We guessed this young Hereford was spooked by last night’s pyrotechnics, wandered over from the neighboring farm, and found (or made) a breach in our perimeter fence.
We took a breath. Seeing that both the Hereford and our little Buelingo were safe, the first order of business was finding the hole in our fence line.
I searched for an hour before church services. Nothing. Dave and I resumed our inspection after brunch. Nada. Our theory: the heifer is a jumper.
If you’ve never seen it, it’s a sight that stops you in your tracks – a 1000-lb bovine easily clearing a 5-ft fence. Breath-taking.
OK. The heifer is safe. The little bull is safe, if temporarily separated from its dam. Our fence line is intact.

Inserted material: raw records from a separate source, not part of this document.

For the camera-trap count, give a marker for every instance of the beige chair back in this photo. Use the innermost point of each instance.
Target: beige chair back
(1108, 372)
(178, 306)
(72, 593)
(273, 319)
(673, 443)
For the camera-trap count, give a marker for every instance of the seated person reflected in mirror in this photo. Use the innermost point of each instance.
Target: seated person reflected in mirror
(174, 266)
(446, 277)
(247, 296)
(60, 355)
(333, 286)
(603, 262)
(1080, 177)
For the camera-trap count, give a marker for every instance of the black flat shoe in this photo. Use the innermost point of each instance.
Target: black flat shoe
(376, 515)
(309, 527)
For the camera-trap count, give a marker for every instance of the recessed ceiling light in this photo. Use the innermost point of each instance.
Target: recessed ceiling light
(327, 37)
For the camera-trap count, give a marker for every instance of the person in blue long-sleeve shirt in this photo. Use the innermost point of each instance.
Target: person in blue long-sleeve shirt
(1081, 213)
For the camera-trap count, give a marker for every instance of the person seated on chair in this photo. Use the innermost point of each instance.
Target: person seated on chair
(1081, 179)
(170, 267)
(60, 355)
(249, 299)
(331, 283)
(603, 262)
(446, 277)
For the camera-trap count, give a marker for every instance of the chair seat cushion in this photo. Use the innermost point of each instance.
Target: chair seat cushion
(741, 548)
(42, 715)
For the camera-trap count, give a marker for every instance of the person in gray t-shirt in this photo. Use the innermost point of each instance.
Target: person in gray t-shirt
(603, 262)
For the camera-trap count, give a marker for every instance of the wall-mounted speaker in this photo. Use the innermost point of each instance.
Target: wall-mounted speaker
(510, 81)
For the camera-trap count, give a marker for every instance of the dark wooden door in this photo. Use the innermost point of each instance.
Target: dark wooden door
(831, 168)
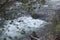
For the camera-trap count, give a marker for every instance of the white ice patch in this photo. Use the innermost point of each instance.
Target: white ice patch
(22, 26)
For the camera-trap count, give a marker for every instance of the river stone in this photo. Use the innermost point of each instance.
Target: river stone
(23, 26)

Next step: knock on a few doors and find out if any of our neighbors is missing a heifer wearing an ear-tag marked #1.
It took us just a couple of tries. The worried owner lives just across a main road from our farm. She’d been frantic when she discovered her pretty red heifer missing this morning. Mystery solved, but the issue’s far from resolved.
Getting the Hereford back to her farm may take a bit of time even though her pasture is just 1/4-mile from us. It could take two days or two weeks to have her join with our herd, calmly move through rotational paddock changes, and finally make it back up to our corral. Once in the corral, we would get her into a hauler, and make the minute-long drive back to her home farm.
BREAKING NEWS: Just got a call from the Hereford’s owner. Seems the heifer jumped fences, trotted along the busy county road, turned into her home driveway and jumped back into her own field.
Theory proven. Issue resolved.
Just checked my phone. Storms forecast for Thursday.